Tale of Two Beers: 2007 and 2009 Widdershins Barleywine Beer Sessions
A few weeks ago, we got very lucky. Not only did we manage to snag a bottle of the 2009 Widdershins Barleywine, newly released from Left Hand Brewing Company, but we also stumbled across an old bottle of the 2007 Widdershins lurking at the back of a shelf. A vertical tasting was most definitely in order!
The idea of aging beers is a relatively new concept to us and a lot of other folks. Most beers should really be consumed within about a year of bottling, after which the flavor and structure of the beer quickly start to degrade. But some beers, particularly high-alcohol beers, age well and can even improve over the course of several years. (We’ll be talking a lot more about this over the next few months!)
The Widdershins Barleywine from Left Hand Brewing Company is a perfect candidate for aging. It clocks in at about 9.1% ABV, and if it’s kept cool and out of the light, we were told that it can continuing improving for several years before it peaks.
The 2007 batch and the 2009 batch were made using the same basic recipe of hops, grains, water and yeast. They were also both aged for about 8 months in the barrel and additional wort was added during bottling to give it some carbonation. The biggest difference between the two was that the 2007 was aged in French oak red wine barrels while this year’s batch was aged in Heaven Hill Brandy barrels.
2009 Widdershins Barleywine
Appearance – Copper colored and a bit hazy with a thin head of pale foam.
Aroma – Our first impression was of plump, juicy raisins. It might have been the power of suggestion, but we thought the beer also picked up a bit of boozy brandy from the barrel aging. It smelled pleasantly mild and fresh.
There was also a distinct and somewhat puzzling whiff of plastic. One of the tasters described it as “GI Joe action figures.” Maybe a characteristic from the hops?
Taste – That plastic aroma carried over into a quick flick of flavor at the front, which then mellowed into sticky toffee malts and steeped raisin flavors. It finishes resiny and very bright. It has a medium-bodied mouthfeel and not much lingering quality.
All in all, this barleywine tastes a lot like a high-alcohol IPA. We thought was a bit brash and unruly – definitely drinkable, but not as complex or refined as we were expecting.
2007 Widdershins Barleywine
Appearance – Honey-brown and quite cloudy with a nice tight head of eggshell foam. It clings to the glass like wine.
Aroma – Simply put, this beer smelled intoxicating. The aroma was so huge you can almost taste it in your mouth when you breath in, like biting into chewy caramels. We smelled brown sugar and raisins with a yeasty sour tang.
Taste – There was a pleasant smokiness at the front, like burnt sugar but less bitter (possibly the progression of that bitter plastic flavor in the 2009?). This led into complex layers of maltiness – we tasted molasses and buttery caramel with stewed fruit showing up as the beer warmed. Rich and full of flavor.

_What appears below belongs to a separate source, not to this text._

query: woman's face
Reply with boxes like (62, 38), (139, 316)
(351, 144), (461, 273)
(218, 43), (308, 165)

There was also a uniform bitterness throughout that balanced the malts very nicely. It ended with some tannins and more of that nice, lingering bitterness. The beer felt creamy, thick, and chewy in the mouth.
It was great to sip this one slowly and discover new nuances of flavor as it warmed up. This definitely felt like a mature, well-crafted beer.
If the 2007 is any indication, we should all buy a few bottles of this year’s batch and let them sit in the closet for a while! The 2009 is decent and can certainly be enjoyed right now, but the aged 2007 really blew us away. The Widdershins strikes us as a beer that needs a little time to come into its own and reveal how special it really is.
Have any of you tried the Widdershins – either recently or in years past? What did you think?